If you're ready to migrate your old iOS 6 app to iOS 7, then you have to be aware of it. When your old app runs on an IOS 7 device, all Viewcontroller views move up as a whole, because IOS 7 takes the entire screen height (including the status bar and navigation bar) as a valid height for the view controller. So your view moves up and overlaps with the upper status bar.
You can of course modify each View in Xcode and move them down by 20 pixels (status bar height) or 64 pixels (status bar + navigation bar height).
But Apple has apparently taken this into account, and they have provided a edgesforextendedlayout new attribute for Viewcontroller in the IOS 7 SDK. If you set this property to Uirectedgenone, all child views of Viewcontroller are automatically adjusted so that you see the same effect as iOS 6 under iOS 7.
For convenience, you can extend a subclass for Uiviewcontroller and overwrite its Viewdidload method:
@implementation Derivedviewcontroller
-(void) viewdidload
{
[Superviewdidload];
if ([Selfrespondstoselector: @selector (edgesforextendedlayout)])
Self.edgesforextendedlayout = Uirectedgenone;
}
@end
Then all of your later viewcontroller inherit from this Derivedviewcontroller class.

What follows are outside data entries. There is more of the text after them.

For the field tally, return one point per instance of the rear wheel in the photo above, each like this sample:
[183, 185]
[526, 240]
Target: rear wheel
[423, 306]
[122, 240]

Unfortunately, our program still has a large number of ios<7 users, and we can't immediately abandon support for IOS 6. Whether edgesforextendedlayout or Uirectedgenone, can only be effective under iOS7. For IOS 6, I modified the above code to:
-(void) viewdidload
{
[Superviewdidload];
#if__IPHONE_OS_VERSION_MAX_ALLOWED >= 70000
if ([Selfrespondstoselector: @selector (edgesforextendedlayout)])
Self.edgesforextendedlayout = Uirectedgenone;
#else
float barheight = 0;
if (!isipad () &&![ [UIApplication Sharedapplication] Isstatusbarhidden]) {
barheight+= ([[UIApplication Sharedapplication]statusbarframe]). Size.Height;
}
if (Self.navigationcontroller &&!self.navigationcontroller.navigationbarhidden) {
Barheight+=self.navigationcontroller.navigationbar.frame.size.height;
}
For (UIView *viewin self.view.subviews) {
if ([View Iskindofclass:[uiscrollview class]]) {
View.frame = CGRectMake (view.frame.origin.x, View.frame.origin.y +barheight, View.frame.size.width, View.frame.size.height-barheight);
} else {
View.frame = CGRectMake (view.frame.origin.x, View.frame.origin.y +barheight, View.frame.size.width, View.frame.size.height);
}
}
#endif
}
Determine whether deployment target is >7.0 by macro __iphone_os_version_max_allowed. >7.0 uses the new Edgesforextendedlayout API, which is responsible for moving the subviews down one by one using a more clumsy method, and automatically calculates the offset to move based on the visual state of the status bar/navigation bar.
Note: If you have upgraded to XCODE5, setting the Top Bar of the navigation controller to a "Opacque ..." (opaque) type resolves this issue.